Duties can, therefore, be deferred until the merchandise leaves the FTZ and enters U.S. territory for domestic consumption. If merchandise is exported to a foreign destination from a zone, no Customs' Duty is levied.
DUTY AND EXCISE TAX DEFERRAL
Companies that utilize imported goods/materials in their processes plus wholesale and retail businesses can defer the payment of duty and federal excise taxes on large shipments that are stored in the zone. Duty and excise taxes are paid when the goods are withdrawn and only on the quantities withdrawn.
Inverted Tariffs/Duty Reduction
Businesses can achieve lower Customs duties operating in an FTZ or sub-zone by combining several components (either foreign or domestic) into a finished product with a lower duty rate. The lower rate is paid only on the percentage of the final value the imported goods represented. This is the so-called "inverted tariff benefit.
Duty-Free Manipulation of Imported Goods
Goods imported into the zone may be tested, inspected, re-packaged, re-labeled, aged, cured and exhibited; all without payment of duty. Again, duty and federal excise taxes are paid only when the goods are withdrawn from the zone, and only on the quantities withdrawn.
Goods in excess of any U.S. imposed quota may be held in the zone until the next quota period opens. Goods subject to quota may be manufactured into a product that is not subject to quota for importation.

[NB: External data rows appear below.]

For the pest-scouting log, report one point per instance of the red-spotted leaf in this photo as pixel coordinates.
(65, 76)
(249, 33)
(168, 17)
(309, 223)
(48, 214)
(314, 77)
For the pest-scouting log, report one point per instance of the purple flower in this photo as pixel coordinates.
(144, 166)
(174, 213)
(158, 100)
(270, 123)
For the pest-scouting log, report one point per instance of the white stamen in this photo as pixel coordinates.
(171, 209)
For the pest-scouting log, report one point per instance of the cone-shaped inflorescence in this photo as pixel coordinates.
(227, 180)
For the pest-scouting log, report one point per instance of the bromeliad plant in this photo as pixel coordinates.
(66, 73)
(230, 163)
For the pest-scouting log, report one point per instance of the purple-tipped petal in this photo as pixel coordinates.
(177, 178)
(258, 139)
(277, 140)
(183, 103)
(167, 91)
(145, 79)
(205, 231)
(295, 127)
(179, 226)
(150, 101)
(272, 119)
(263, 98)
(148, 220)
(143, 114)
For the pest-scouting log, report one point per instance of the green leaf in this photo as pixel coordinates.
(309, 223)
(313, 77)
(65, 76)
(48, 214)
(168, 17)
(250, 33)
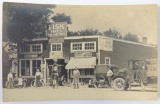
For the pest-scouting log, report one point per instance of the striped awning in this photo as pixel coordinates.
(81, 63)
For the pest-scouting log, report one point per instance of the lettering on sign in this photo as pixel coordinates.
(30, 56)
(57, 29)
(106, 44)
(83, 54)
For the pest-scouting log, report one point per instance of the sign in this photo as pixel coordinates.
(106, 44)
(57, 29)
(58, 54)
(83, 54)
(56, 40)
(30, 56)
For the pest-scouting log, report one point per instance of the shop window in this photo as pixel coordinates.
(107, 60)
(77, 46)
(25, 48)
(89, 71)
(89, 46)
(35, 65)
(36, 48)
(25, 67)
(56, 47)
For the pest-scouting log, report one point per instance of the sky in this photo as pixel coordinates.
(140, 20)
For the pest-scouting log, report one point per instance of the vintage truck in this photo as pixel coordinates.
(118, 78)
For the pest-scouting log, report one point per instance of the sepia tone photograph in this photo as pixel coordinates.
(79, 52)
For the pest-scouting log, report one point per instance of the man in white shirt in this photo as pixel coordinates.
(37, 77)
(109, 75)
(10, 79)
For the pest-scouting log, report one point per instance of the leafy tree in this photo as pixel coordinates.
(112, 33)
(85, 32)
(131, 37)
(25, 21)
(62, 18)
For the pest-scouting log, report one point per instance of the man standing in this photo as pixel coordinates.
(10, 79)
(76, 75)
(55, 76)
(37, 77)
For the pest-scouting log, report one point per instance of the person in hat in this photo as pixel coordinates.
(20, 81)
(76, 75)
(109, 75)
(10, 79)
(55, 75)
(37, 77)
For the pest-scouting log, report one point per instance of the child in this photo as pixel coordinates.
(20, 82)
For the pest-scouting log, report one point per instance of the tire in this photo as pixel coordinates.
(118, 84)
(32, 83)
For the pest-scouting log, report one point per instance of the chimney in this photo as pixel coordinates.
(144, 40)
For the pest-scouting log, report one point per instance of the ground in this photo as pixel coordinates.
(83, 93)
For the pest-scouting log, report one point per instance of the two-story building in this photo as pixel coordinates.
(83, 52)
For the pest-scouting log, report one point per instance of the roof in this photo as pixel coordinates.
(81, 63)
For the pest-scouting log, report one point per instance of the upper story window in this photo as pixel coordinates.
(25, 48)
(107, 60)
(36, 48)
(56, 47)
(83, 46)
(89, 46)
(31, 48)
(77, 46)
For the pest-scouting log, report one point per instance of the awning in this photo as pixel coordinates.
(81, 63)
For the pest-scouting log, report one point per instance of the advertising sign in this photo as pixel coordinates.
(106, 44)
(83, 54)
(57, 29)
(58, 54)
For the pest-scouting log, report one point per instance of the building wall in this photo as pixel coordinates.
(123, 51)
(67, 47)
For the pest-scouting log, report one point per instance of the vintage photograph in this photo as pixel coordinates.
(79, 52)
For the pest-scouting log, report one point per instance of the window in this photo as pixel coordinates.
(107, 60)
(83, 46)
(25, 67)
(77, 46)
(89, 46)
(35, 65)
(32, 48)
(56, 47)
(36, 48)
(25, 48)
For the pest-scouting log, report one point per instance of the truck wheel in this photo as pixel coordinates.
(24, 84)
(118, 84)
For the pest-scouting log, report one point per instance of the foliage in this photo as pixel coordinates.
(85, 32)
(131, 37)
(25, 21)
(112, 33)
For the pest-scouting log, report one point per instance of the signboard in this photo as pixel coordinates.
(56, 40)
(30, 56)
(106, 44)
(83, 54)
(57, 29)
(58, 54)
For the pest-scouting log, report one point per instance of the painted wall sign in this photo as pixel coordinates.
(57, 29)
(106, 44)
(83, 54)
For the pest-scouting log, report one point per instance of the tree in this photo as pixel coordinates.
(85, 32)
(62, 18)
(131, 37)
(112, 33)
(25, 21)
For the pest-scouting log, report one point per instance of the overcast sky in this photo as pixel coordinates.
(140, 20)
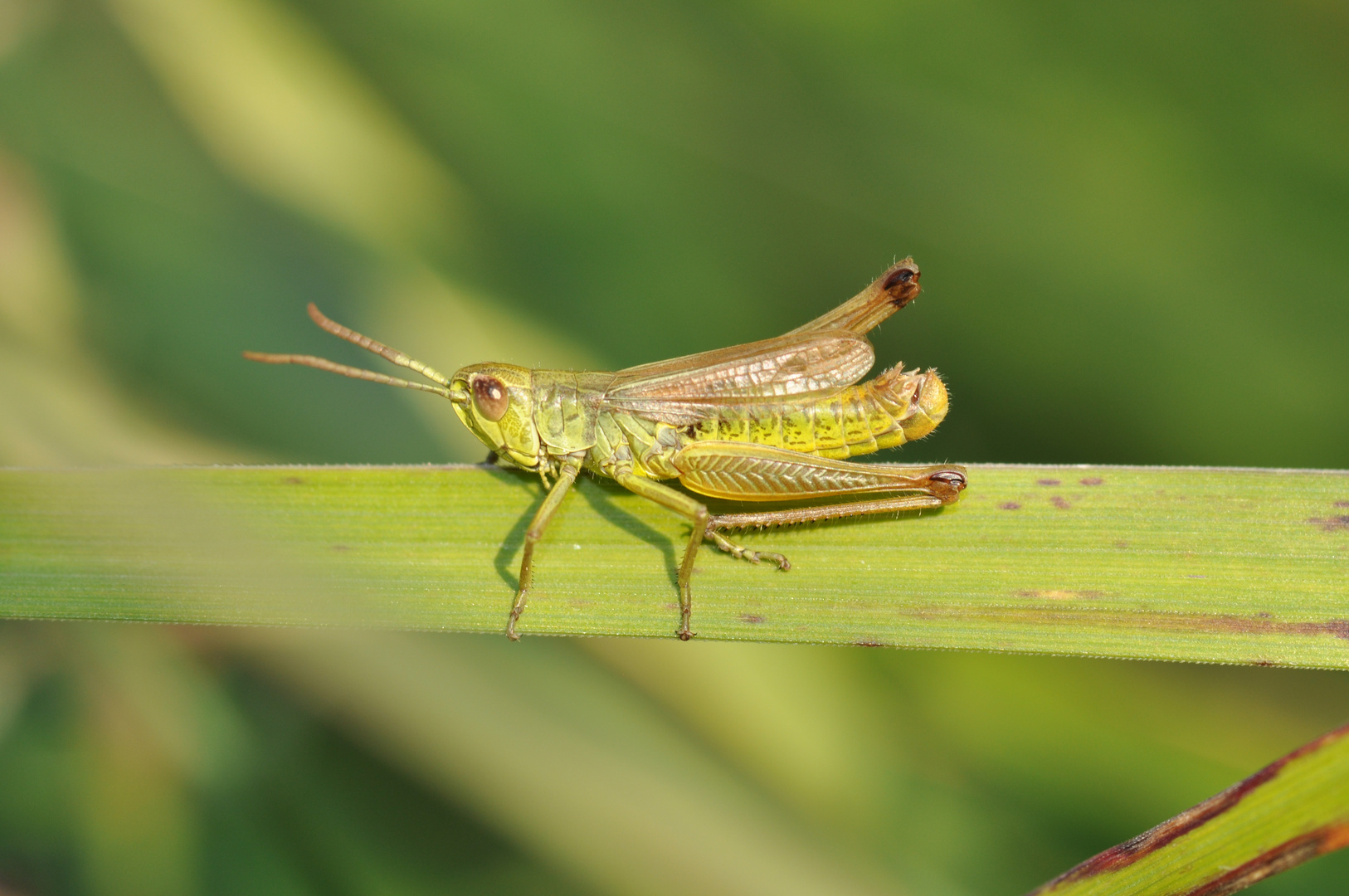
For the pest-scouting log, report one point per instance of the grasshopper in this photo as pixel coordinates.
(772, 420)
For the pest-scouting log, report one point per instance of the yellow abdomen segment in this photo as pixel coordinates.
(885, 411)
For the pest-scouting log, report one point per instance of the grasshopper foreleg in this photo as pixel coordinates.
(566, 476)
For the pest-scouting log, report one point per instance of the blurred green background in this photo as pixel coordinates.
(1133, 226)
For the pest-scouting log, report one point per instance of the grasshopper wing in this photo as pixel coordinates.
(683, 390)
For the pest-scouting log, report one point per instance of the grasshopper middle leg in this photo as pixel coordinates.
(696, 513)
(566, 476)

In states that assess taxes on business inventories, all imported merchandise, and even domestic merchandise when held for export, can be stored in a Foreign-Trade Zone without having to pay business inventory taxes.
DUTY AND EXCISE TAX AVOIDANCE
Companies that import components to be used in products for re-export can avoid the payment of duty and federal excise taxes altogether by conducting their operations within an FTZ and re-exporting from the zone. This activity may add or maintain jobs where the zone is located.
Merchandise that is imported into the U.S. for admission into a Foreign-Trade Zone and later re-exported from the Zone is never assessed any Customs duties.
Imported merchandise, which is admitted into a Zone and then shipped to another U.S. Foreign-Trade Zone, can be shipped duty-free to the receiving Zone with the receiving Zone's concurrence. As duty-free transfers, Zone-to-Zone shipments allow both the shipping Zone and the receiving Zone to reduce their duty exposure. Duties are eliminated completely on imported components that are transshipped through several Zones and eventually re-exported.
Duty Avoidance on Waste, Spoilage and Off-fall
When manufacturing and inspection activities result in waste, spoilage or of fall of the imported materials, no duty is required on the percentage lost if the non-marketable materials are destroyed in the zone.
Reject, Scrap, and "Consumed" Merchandise
Imported merchandise which is admitted into a Zone and then rejected, scrapped, or consumed in the Zone, is not assessed any Customs duties whatsoever. Duties are reduced significantly for all merchandise that is scrapped through a manufacturing operation in a Foreign-Trade Zone, and then sold from the Zone as commercial scrap.
Merchandise Processing Fee
Customs assesses a "Merchandise Processing Fee" (MPF) per entry which is calculated as 0.21% of the full declared value of the merchandise, up to a maximum of $485USD per entry. Foreign-Trade Zones users are required to submit one entry per week for all shipments leaving the Zone, thus ensuring a maximum MPF of $485 is paid per week, reducing MPF costs to importers who currently file several entries each week.